NK and antigen-specific cytotoxic activities were measured in the ⁵¹Cr release assay as previously described.⁷³ K562 cells expressing HLA-A24 (K562-A24) were pulsed or unpulsed with the cognate Nef134-8 peptide and used as antigen-presenting cells.

In vitro killing assay against HIV-1-infected cells

A GFP reporter CD4⁺ T cell line, CEM-GXR25 (GXR),⁷⁴ and HLA-A∗24:02-expressing GXR (A24-GXR) were used as target cells to measure the killing activity of iPSC-CTLs or T cell clones against HIV-1-infected cells. A24-GXR and GXR were infected with HIV-1 NL4-3 for 4 days, when the percentage of HIV-1-infected (GFP⁺) cells achieved 80%. HIV-1-infected A24-GXR and GXR were co-cultured with or without CTLs labeled with CellTrace Far Red (Thermo Fisher Scientific) for 4 h.

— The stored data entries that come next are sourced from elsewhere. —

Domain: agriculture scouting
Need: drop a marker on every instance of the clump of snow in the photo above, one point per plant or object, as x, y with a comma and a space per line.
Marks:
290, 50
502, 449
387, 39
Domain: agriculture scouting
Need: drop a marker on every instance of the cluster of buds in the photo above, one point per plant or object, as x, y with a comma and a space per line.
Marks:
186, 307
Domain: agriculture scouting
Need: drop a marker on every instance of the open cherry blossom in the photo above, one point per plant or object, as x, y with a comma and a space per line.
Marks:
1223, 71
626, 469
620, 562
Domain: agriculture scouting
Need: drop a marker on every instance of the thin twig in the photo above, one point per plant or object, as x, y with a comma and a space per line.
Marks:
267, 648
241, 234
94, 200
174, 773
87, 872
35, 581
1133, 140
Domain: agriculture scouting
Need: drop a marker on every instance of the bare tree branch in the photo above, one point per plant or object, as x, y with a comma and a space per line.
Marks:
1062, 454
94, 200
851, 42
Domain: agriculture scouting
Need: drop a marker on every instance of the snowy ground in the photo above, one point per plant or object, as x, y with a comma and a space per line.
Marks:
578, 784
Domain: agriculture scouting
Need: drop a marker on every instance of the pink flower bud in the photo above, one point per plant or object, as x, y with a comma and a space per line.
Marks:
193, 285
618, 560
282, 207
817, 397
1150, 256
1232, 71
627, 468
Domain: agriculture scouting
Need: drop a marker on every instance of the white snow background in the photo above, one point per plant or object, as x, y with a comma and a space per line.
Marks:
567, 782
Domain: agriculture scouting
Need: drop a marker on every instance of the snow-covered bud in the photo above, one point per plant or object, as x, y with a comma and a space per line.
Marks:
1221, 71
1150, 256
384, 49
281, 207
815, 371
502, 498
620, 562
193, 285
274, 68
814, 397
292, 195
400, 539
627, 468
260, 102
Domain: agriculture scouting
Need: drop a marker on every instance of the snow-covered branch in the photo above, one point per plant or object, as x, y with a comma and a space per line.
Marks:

An HIV-1 latent T cell clone, ACH-2,⁷⁵ and HLA-A∗24:02-expressing ACH-2 (A24-ACH-2) were also used as target cells for the in vitro killing assay. ACH-2 and A24-ACH-2 were treated with 10 ng/mL TNF-α to reactivate latently infected HIV-1. The reactivation of HIV-1 was detected by the intracellular staining of HIV-1 p24 protein using Alexa Fluor 700-conjugated HIV-1 p24-specific Nu24 monoclonal antibody, a kind gift from Dr. Yasuko Tsunetsugu-Yokota.⁷⁶ The percentage of HIV-1-reactivated (p24⁺) cells was around 80%, 48 h after TNF-α reactivation. The reactivated A24-ACH-2 and ACH-2 cells were co-cultured with or without the labeled CTLs for 4 h.

The percentage of GFP⁺ or p24⁺ cells in the non-labeled cell population was measured by FACSCanto II (BD Biosciences). The relative percentage of GFP⁺ or p24⁺ cells to that of target cells without CTLs is shown in the figures.

In vivo killing assay

5- to 7-week-old female NSG mice (Oriental Bioservice, Japan) were subcutaneously inoculated at two sides of the dorsal skin with 2 × 10⁵ K562-HLA-A24 cells expressing N138 (cognate peptide)-renilla luciferase fusion protein (K562-A24-N138Rluc). 4 and 7 days later, PBS, 2 × 10⁶ iPSC-CTLs, or 2 × 10⁶ cells from the parental clone were injected intravenously into randomly grouped mice. Tumor burden was measured by a caliper (tumor volume = [length × width²]/2⁴¹) and in vivo bioluminescence imaging (IVIS 100 Imaging System) until the tumor volume exceeded 2 cm³ on either side, after which the mice were euthanized. All in vivo experiments were approved by the Kyoto University Animal Care Committee.

Statistics

All data are presented as mean ± SD unless otherwise indicated. All statistics were performed using Excel (Microsoft) and Prism (GraphPad software). The two-tailed Student’s t test was applied to compare two groups, and one-way ANOVA with Tukey’s multiple comparisons test was applied to compare more than three groups. Values of p < 0.05 were considered significant.